Sharon Kinne was having an affair with Patricia Jones's husband. When he decided to end their tryst, Sharon called Patricia, saying Mr. Jones was sleeping with Patricia's sister, and that she'd meet her to talk about it. That night, Sharon shot Patricia to death. Sharon was sent to prison, but escaped in 1969 and has been missing ever since.
—Colleen Sweeney, Facebook
We've all heard the name, but no one knows the true identity of Jack The Ripper. The murderer mutilated and killed at least five sex workers in London over a three-year period. While we don't know much about who he or she could be, evidence suggests they knew a thing or two about human anatomy.
One evening in March 1922, six members of the Gruber family, who lived on Hinterkaifeck farm in Germany, were brutally murdered with a mattock. No one knows who committed the crime, and 95 years later, the mystery remains unsolved.
—dyna
She was 6 years old when she was kidnapped from her Chicago bedroom, with nothing left behind but a ransom note. Her head was found in a sewer soon after, and other body parts found around her neighborhood. Fingerprints on the ransom note matched a man named William Heirens, who admitted to the crime, but later said he only confessed as part of a plea deal that allowed him to live.
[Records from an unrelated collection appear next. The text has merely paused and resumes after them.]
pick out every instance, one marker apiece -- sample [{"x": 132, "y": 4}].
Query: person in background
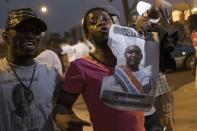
[
  {"x": 26, "y": 86},
  {"x": 50, "y": 58},
  {"x": 84, "y": 76},
  {"x": 192, "y": 20}
]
He often mutilated other kids with knives and belts, but in April 1874, when he was 14, he took his beatings too far. He killed a girl named Katie Curran, and threw her body in the basement of his mom's dress shop where it was later found. He was the youngest person ever in the Commonwealth of Massachusetts to be convicted of first-degree murder.
In December 1937, Washington waitress Hallie Illingworth went missing. Her body surfaced in nearby Lake Crescent three years later, almost perfectly preserved by its freezing waters. It turns out her husband killed her and tried to weigh her down, but her restraints had decayed, allowing her to float to the surface.
The unidentified boy was found in Philadelphia in 1957 in a cardboard box, naked and covered in a blanket. He was a homicide victim and was possibly abused by his parents, as evidenced by the damage to his body. He's estimated to have been 4 or 5 years old at the time of his death.
Barbara, 15, and Patricia, 13, went to see a movie in Chicago in December 1956, but never came home — launching one of the biggest missing persons cases in Chicago history. Their naked, lifeless bodies were found a month later on the side of a road, presumed to have been thrown out of a car. The case remains unsolved.
These New Zealand girls had a dangerously co-dependent relationship, in which they spent most of their time in a fantasy world they created. When their parents tried to separate them in 1954 by sending Juliet to live in South Africa, the girls murdered Pauline’s mother. The movie Heavenly Creatures is based on their story.
In 1947, her body was was found in Los Angeles, mutilated and sliced in half at the waist. Her organs had been pulled out, and she was drained of all blood and posed in a provocative position. There have been many suspects, but the crime is still unsolved.
The unidentified body of a 5- to 7-year-old boy was found in a pond in Wisconsin in March 1921. He'd been hit with a blunt object, and could've been lying there for months. In 1949, a medical examiner theorized the boy could've been 6-year-old Homer Lemay, who'd disappeared around the same time this boy died.
University of Chicago students Leopold and Loeb simply decided they wanted to commit "the perfect crime," because they assumed they could get away with it. They chose Robert Franks, a wealthy 14-year-old who was also Loeb's cousin, to kidnap and murder. Loeb was killed in prison, while Leopold lived until his release, and died in 1971.
She'd lure men to her farm, take out life insurance policies on them OR have them bring money so they could "invest in her growing property", kill them, then feed them to her pigs. She also killed most of her boyfriends, her two husbands, and both of her daughters. She was not f**king around.